Why is that? I find Ada much nicer than the C-languages when it comes to arrays: A'Range, A'Length, A'First, and A'Last are super-useful, as is the unconstrained array.

You can even use unconstrained arrays to provide the same functionality that Optional does in functional-programming, provided the element-type can be an element of an array:

    -- Here we define an index-type with one value.
    Subtype Boolean_Index is Boolean range True..True;
    -- And here we define an array indexed by it, but can also have length 0.
    Type Optional(Boolean_Index range <>) of Element;
And there you have the mechanism for Optional; just use "For Object of Optional_Array Loop" to enclose your operations and bam, it works perfectly.
I guess you aren't their target customer anyway, NVidia isn't that found of pure C code, with first class tooling for C, C++, Fortran, Python JIT, Ada and most recently Rust.

The std:mdspan proposal came from NVidia employees, alongside AMD and HPC research labs.

https://www.open-std.org/jtc1/sc22/wg21/docs/papers/2022/p00...

Yeah, I remember discussions on comp.lang.c calling programming with Ada, or even Modula-2, programming with straightjacket.

Meanwhile governments and national security bodies got another point of view.

You mean the C99 arrays Google paid the work to clean from the Linux kernel?

The thing is that I rewrite high performance numerical code on GPUs and the CUDA part is what sucks most. And the moment one uses templates, the compilation times make it insufferable. I really do not understand why people put up with this garbage. I am really looking forward to the day where I can remove CUDA from my projects and replace it with compiler-supported offloading is really

The kernel removed VLAs, I am more talking about vm types. But even for VLA - while I had a small role in that undertaking myself - I think it was a stupid mistake from a security point of view to remove VLAs from the kernel.
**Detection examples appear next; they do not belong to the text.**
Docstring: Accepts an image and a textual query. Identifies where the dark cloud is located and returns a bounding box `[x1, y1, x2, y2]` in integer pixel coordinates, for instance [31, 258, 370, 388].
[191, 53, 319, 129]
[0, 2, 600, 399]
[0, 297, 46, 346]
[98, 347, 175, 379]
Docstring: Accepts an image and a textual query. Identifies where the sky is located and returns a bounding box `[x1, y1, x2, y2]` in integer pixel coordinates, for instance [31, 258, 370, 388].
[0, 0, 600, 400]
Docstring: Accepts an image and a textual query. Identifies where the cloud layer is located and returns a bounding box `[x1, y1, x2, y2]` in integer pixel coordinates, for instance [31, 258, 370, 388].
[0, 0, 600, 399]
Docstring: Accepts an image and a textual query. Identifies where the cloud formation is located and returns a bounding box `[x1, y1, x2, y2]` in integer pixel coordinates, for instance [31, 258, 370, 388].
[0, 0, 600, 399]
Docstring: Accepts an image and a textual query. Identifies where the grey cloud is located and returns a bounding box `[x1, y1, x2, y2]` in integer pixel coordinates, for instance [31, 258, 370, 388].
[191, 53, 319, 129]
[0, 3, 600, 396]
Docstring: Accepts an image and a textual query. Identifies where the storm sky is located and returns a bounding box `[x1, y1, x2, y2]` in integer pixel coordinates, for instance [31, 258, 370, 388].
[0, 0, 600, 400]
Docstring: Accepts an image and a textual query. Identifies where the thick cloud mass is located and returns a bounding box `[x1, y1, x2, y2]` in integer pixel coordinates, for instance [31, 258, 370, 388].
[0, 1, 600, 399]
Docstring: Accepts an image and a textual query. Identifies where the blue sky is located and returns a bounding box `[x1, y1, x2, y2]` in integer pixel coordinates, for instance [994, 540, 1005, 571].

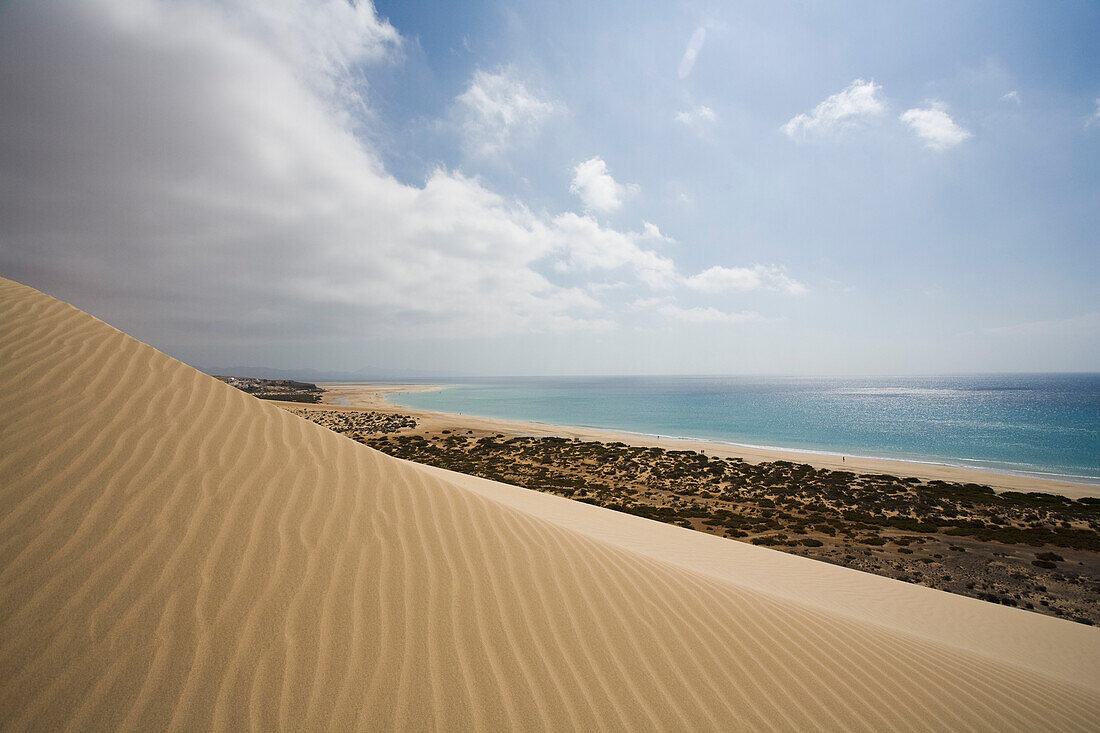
[0, 0, 1100, 374]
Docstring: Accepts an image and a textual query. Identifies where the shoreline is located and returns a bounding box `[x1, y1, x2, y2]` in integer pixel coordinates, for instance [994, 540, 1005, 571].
[318, 382, 1100, 499]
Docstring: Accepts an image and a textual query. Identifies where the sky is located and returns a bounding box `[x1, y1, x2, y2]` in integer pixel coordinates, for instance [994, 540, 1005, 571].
[0, 0, 1100, 376]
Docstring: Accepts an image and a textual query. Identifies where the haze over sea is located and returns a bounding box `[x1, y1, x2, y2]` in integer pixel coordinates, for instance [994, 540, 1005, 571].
[393, 374, 1100, 483]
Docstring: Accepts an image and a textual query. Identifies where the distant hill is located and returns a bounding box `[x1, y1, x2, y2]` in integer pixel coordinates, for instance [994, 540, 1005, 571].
[199, 367, 442, 382]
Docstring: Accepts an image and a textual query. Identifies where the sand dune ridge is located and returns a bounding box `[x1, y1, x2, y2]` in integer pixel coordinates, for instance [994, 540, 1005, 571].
[0, 281, 1100, 730]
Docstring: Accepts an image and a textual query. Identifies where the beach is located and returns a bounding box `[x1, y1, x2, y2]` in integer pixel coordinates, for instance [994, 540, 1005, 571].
[323, 383, 1100, 499]
[0, 281, 1100, 731]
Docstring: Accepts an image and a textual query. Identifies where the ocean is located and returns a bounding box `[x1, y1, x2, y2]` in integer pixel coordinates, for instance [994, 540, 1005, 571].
[392, 374, 1100, 484]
Google pays for a lot of nonsense...

> Even in c++ could you not just define some int [1000][1000]foo?

If it fits on the stack, yes.

Typical code using MD-arrays is scientific code, and the data they manipulate generally do not fit there.

Would the compiler not allocate the memory contiguously on the heap in that case then? Seems like a reasonable thing to do.
Nope. The C++ memory models is designed around no hidden/non-deterministic memory allocation.

If you try to allocate 10MB on the stack, that's the dev problem if the program fails, it's not the compiler job to guesstimate whether something will fit there or not (and it's impossible anyway, the compiler can't know all the stack sizes a program will ever run on).